PhotoHypertension, or high blood pressure, is a growing health concern in the U.S., mainly because of lifestyle factors. A poor diet, lack of exercise, and obesity are all contributing factors.

High blood pressure is easily treatable, but first you have to know if you are affected by it. Blood pressure is measured using a cuff that applies pressure to your arm or wrist. Unless you have one of these cuffs at home, the only time you take a reading is when you visit a healthcare provider.

Researchers at Stony Brook University and Columbia University wondered if occasional measurements at a doctor's office provided an accurate determination of whether someone suffered from high blood pressure.

They enlisted a group of patients who had normal readings on their infrequent measurements in a clinical setting and placed wearable monitors on them to measure blood pressure around the clock.
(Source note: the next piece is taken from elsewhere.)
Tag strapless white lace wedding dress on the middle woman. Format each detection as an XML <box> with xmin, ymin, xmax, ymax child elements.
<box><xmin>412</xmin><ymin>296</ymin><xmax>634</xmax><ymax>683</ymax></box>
They say they discovered that for some subjects, their blood pressure was outside the normal range during daily activities, even though it seemed normal at the doctor's office.

Reverse of 'white coat hypertension'

The researchers say it's the reverse of so-called “white coat hypertension,” when the slight stress of being in a doctor's office results in higher blood pressure readings. When blood pressure spikes during normal day-to-day activities, the researchers call it “masked hypertension.”

The only way to uncover masked hypertension is with around the clock monitoring, using a wearable device. The researchers say that compared to blood pressure measured infrequently in a clinic, ambulatory blood pressure is a better predictor of future heart disease.

In the study, nearly 16% of patients with normal clinic blood pressure were found to have “masked hypertension.” It was more common in men than women. Interestingly, it also affected younger, normal weight participants more than those who were older and overweight.

Debunking a widely held belief

“These findings debunk the widely held belief that ambulatory blood pressure is usually lower than clinic blood pressure,” said lead author Dr. Joseph Schwartz.

Schwartz said healthcare providers need to know that there appears to be a tendency for blood pressure during normal activities to be higher than clinic blood pressure in healthy patients who are being evaluated for high blood pressure during well-patient visits.

It's an important issue because high blood pressure, left untreated, can lead to more serious health conditions, such as heart attack and stroke.